The online discussions around sign names show a wide variety of conflicting attitudes, from who can give sign names, to what counts as a sign name and what having a sign name can signify. Some of the conflicting views could be down to a mixing of Deaf cultures, for instance descriptive sign names are seen as ‘childish’ in ASL (Supalla, 1992) whereas they are the norm in many European sign languages. Previous research has touched on other similar areas, finding that although 45% of sign names have negative connotations, there was a push to use them to support Deaf pride and group identification (Meadow, 1977). However data on current attitudes is lacking, especially regarding online discourse regarding sign names as a ‘right of passage’ or an ‘honour’.

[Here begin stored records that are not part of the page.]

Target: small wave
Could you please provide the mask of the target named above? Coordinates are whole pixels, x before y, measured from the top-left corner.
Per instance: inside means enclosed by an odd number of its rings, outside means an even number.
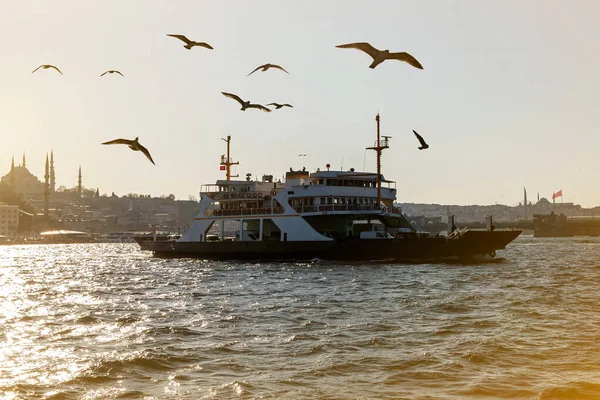
[[[77,320],[75,322],[77,322],[79,324],[84,324],[84,325],[91,325],[91,324],[95,324],[98,321],[100,321],[99,318],[88,314],[88,315],[84,315],[82,317],[77,318]]]
[[[200,335],[200,332],[194,329],[184,328],[181,326],[161,326],[156,328],[150,328],[147,329],[144,333],[150,337],[159,337],[163,335],[189,337]]]
[[[232,392],[236,396],[250,396],[252,394],[252,386],[250,383],[246,381],[233,381],[231,383],[224,384],[217,389],[213,389],[215,392],[215,398],[226,397],[227,395],[231,395]]]
[[[590,382],[569,382],[564,386],[552,387],[540,393],[543,399],[598,399],[600,398],[600,384]]]
[[[146,393],[140,392],[139,390],[127,390],[126,392],[116,395],[115,399],[142,399],[146,396]]]
[[[321,339],[318,338],[317,336],[298,334],[298,335],[290,336],[285,342],[291,343],[291,342],[299,342],[299,341],[303,341],[303,340],[321,340]]]
[[[238,350],[232,349],[231,346],[235,346],[238,343],[239,342],[220,343],[220,344],[216,345],[213,348],[213,350],[220,352],[220,353],[236,353],[236,352],[238,352]]]
[[[166,356],[148,352],[129,359],[100,361],[77,377],[76,380],[98,383],[103,380],[112,380],[113,377],[122,374],[138,373],[146,375],[156,371],[171,371],[188,367],[195,362],[197,362],[197,358]]]

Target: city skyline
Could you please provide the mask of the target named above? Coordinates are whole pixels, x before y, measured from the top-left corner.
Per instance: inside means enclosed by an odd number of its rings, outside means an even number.
[[[102,193],[186,199],[224,178],[227,135],[242,179],[327,163],[374,171],[365,148],[380,112],[382,134],[392,136],[383,173],[397,182],[399,202],[514,204],[525,186],[548,199],[562,189],[565,202],[600,204],[590,183],[600,144],[591,135],[600,122],[599,56],[588,50],[600,39],[595,3],[186,5],[11,3],[0,17],[11,60],[0,74],[2,174],[25,151],[28,168],[43,176],[42,155],[53,148],[57,186],[76,186],[82,165],[84,186]],[[188,51],[169,33],[215,49]],[[368,56],[335,48],[353,41],[407,51],[424,70],[392,61],[370,70]],[[247,76],[268,62],[290,74]],[[31,74],[46,63],[64,76]],[[99,77],[113,68],[125,77]],[[240,112],[221,91],[294,108]],[[413,129],[430,149],[417,150]],[[100,146],[136,136],[156,167],[126,148]]]
[[[46,156],[47,156],[47,157],[49,157],[49,160],[50,160],[50,161],[49,161],[49,162],[50,162],[50,164],[49,164],[49,165],[50,165],[49,184],[50,184],[50,191],[51,191],[51,192],[53,192],[53,191],[55,191],[55,190],[56,190],[56,187],[57,187],[57,186],[56,186],[56,183],[55,183],[55,179],[56,179],[56,178],[55,178],[55,172],[54,172],[54,151],[53,151],[53,150],[51,150],[51,151],[50,151],[50,153],[48,153],[48,154],[46,154],[46,155],[45,155],[45,157],[46,157]],[[305,155],[303,154],[302,156],[305,156]],[[22,154],[22,157],[20,158],[20,160],[23,160],[23,161],[25,161],[25,159],[26,159],[26,153],[23,153],[23,154]],[[3,171],[0,171],[0,177],[1,177],[1,176],[4,176],[4,175],[6,175],[6,174],[8,174],[8,172],[10,172],[10,171],[11,171],[11,168],[12,168],[13,166],[14,166],[14,167],[25,167],[25,168],[26,168],[26,169],[27,169],[27,170],[28,170],[28,171],[29,171],[29,172],[30,172],[30,173],[31,173],[33,176],[35,176],[36,178],[40,179],[40,181],[42,181],[42,180],[43,180],[43,178],[44,178],[44,173],[42,173],[41,175],[39,175],[39,176],[38,176],[38,175],[37,175],[37,174],[36,174],[34,171],[31,171],[31,170],[30,170],[29,166],[26,166],[26,165],[24,165],[23,161],[15,163],[15,162],[14,162],[14,156],[12,156],[12,157],[11,157],[11,167],[9,167],[9,168],[8,168],[8,170],[6,171],[6,173],[4,173]],[[35,164],[35,162],[34,162],[34,164]],[[233,166],[235,166],[235,165],[233,165]],[[70,183],[63,182],[63,183],[59,183],[59,185],[58,185],[58,187],[59,187],[59,188],[60,188],[60,187],[64,187],[64,188],[66,188],[66,189],[69,189],[69,190],[72,190],[72,189],[78,189],[78,186],[82,184],[82,183],[80,182],[80,179],[81,179],[81,165],[79,165],[77,168],[78,168],[78,171],[77,171],[77,174],[76,174],[76,176],[75,176],[75,177],[76,177],[76,182],[75,182],[75,185],[74,185],[74,186],[71,186],[71,184],[70,184]],[[232,168],[232,169],[233,169],[233,168]],[[235,178],[235,179],[240,179],[240,178],[242,178],[242,177],[237,177],[237,178]],[[259,177],[258,177],[258,176],[256,176],[256,177],[252,177],[252,179],[254,179],[254,178],[257,178],[257,179],[258,179]],[[284,177],[282,176],[281,178],[283,179]],[[276,178],[276,179],[277,179],[277,178]],[[90,190],[90,189],[93,189],[93,188],[97,188],[97,187],[96,187],[96,186],[94,186],[94,185],[90,185],[90,186],[82,185],[82,187],[83,187],[83,188],[86,188],[86,189],[88,189],[88,190]],[[98,188],[97,188],[97,189],[98,189]],[[523,188],[523,189],[525,190],[526,188]],[[95,190],[95,189],[94,189],[94,190]],[[561,192],[561,191],[562,191],[562,190],[555,191],[555,192],[553,192],[553,193],[552,193],[551,195],[549,195],[549,196],[542,195],[542,197],[541,197],[541,198],[546,198],[547,200],[550,200],[550,201],[551,201],[551,200],[553,200],[554,193],[558,193],[558,192]],[[108,193],[108,192],[114,192],[114,191],[107,190],[106,192]],[[133,192],[131,192],[131,191],[128,191],[127,193],[123,193],[122,195],[126,195],[126,194],[129,194],[129,193],[133,193]],[[140,195],[147,195],[147,194],[145,194],[145,193],[136,193],[136,194],[140,194]],[[163,194],[164,194],[164,193],[157,194],[157,197],[158,197],[159,195],[163,195]],[[190,193],[190,194],[189,194],[189,196],[194,196],[194,195]],[[197,197],[197,196],[194,196],[194,197]],[[562,201],[562,200],[564,200],[564,199],[562,198],[562,196],[558,196],[558,197],[559,197],[559,198],[561,198],[561,201]],[[526,199],[526,198],[527,198],[527,197],[525,196],[525,199]],[[181,197],[181,198],[179,198],[179,199],[181,199],[181,200],[184,200],[184,198],[183,198],[183,197]],[[540,197],[539,197],[539,193],[538,193],[538,199],[537,199],[536,201],[539,201],[539,200],[540,200]],[[423,202],[417,202],[417,203],[423,203]],[[510,203],[510,204],[505,204],[505,205],[508,205],[508,206],[515,206],[515,205],[517,205],[518,203],[525,203],[525,200],[524,200],[524,199],[522,199],[522,200],[519,200],[519,201],[516,201],[516,202]],[[530,200],[530,201],[528,201],[528,203],[535,204],[535,201],[531,201],[531,200]],[[425,203],[425,204],[436,204],[436,203]],[[592,207],[593,207],[593,206],[592,206]]]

This paper examines current attitudes around sign names in online Deaf spaces, with a focus on sign names as a right of passage and the gatekeeping that this enforces. Twenty online posts from Reddit, public blogs and articles were analysed, using an altered form of Braun and Clarke’s (2006) six steps approach to thematic analysis. This was done by splitting the sample in half to analyse one half at a time to then compare initial themes before defining the final themes.
The analysis found three themes; sign names as a symbol of community, sign names as a form of communication, and self-defensive gatekeeping of sign names. Each theme was heavily interlinked, with name signs having important social implication in Deaf communities which resulted in a sense of ownership and therefore a desire for gatekeeping in order to protect culture. In contrast, this was the  view of sign names as a language tool, disregarding any cultural importance but placing communication above all else. This resulted in terms such as ‘unofficial name sign’ and ‘home sign’ being used to accommodate gatekeeping while prioritising communication.
The proposed themes allow for a better understanding of the interaction of attitudes around sign names. Although sample size, differences between Deaf cultures, and different sign languages should be kept in mind before generalising.

References:
Day, L. Sutton-Spence, R. (2010), ‘British Sign Name Customs’ Sign Language Studies, Volume
11, Number 1, pp. 22-54 (Article) Published by Gallaudet University Press DOI: https://doi.org/10.1353/sls.2010.0005 [ Acceded 19 Oct 2021] 
Meadow, K, (1977) ‘Name signs as identity symbols in the deaf community’, Sign Language Studies 16, 237-246.
Supalla, S.J, (1990) "The Arbitrary Name Sign System in American Sign Language." Sign Language Studies 67: 99-126. https://doi.org/10.1353/sls.1990.0006 
Braun. V & Clarke. V, (2006) ‘Using thematic analysis in psychology’, Qualitative Research in Psychology, 3:2, 77-101 : https://doi.org/10.1191/1478088706qp063oa 
Wilbur. R, (1979) ‘ American Sign Language & Sign Systems’. Baltimore.